Nothronychus (Greek for "sloth claw"); pronounced no-throw-NIKE-us
Southern North America
Middle-Late Cretaceous (90 million years ago)
Size and Weight:
About 15 feet long and 1 ton
Long arms with long, curved claws; possibly feathers
Demonstrating that surprises can lay in store for even the most experienced dinosaur hunters, the type fossil of Nothronychus was discovered in 2001 in the Zuni Basin on the New Mexico/Arizona border. What made this find especially significant is that Nothronychus was the first dinosaur of its kind, a therizinosaur, to be dug up outside Asia, which has prompted some quick thinking on the part of paleontologists.
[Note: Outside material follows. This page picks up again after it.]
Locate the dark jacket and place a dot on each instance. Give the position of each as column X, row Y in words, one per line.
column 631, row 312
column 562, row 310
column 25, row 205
In 2009, an even bigger specimen--which has been assigned its own species under the Nothronychus umbrella--was unearthed in Utah, and later came the discovery of yet another therizinosaur genus, Falcarius.
As with other therizinosaurs, paleontologists speculate that Nothronychus used its long, curved claws much like a sloth, to climb trees and gather vegetation (although they're technically classified as theropods, the therizinosaurs seem to have been strict plant-eaters, or at the very least pursued omnivorous diets). However, additional information about this obscure, pot-bellied dinosaur--such as whether it sported primitive feathers--will have to await future fossil discoveries.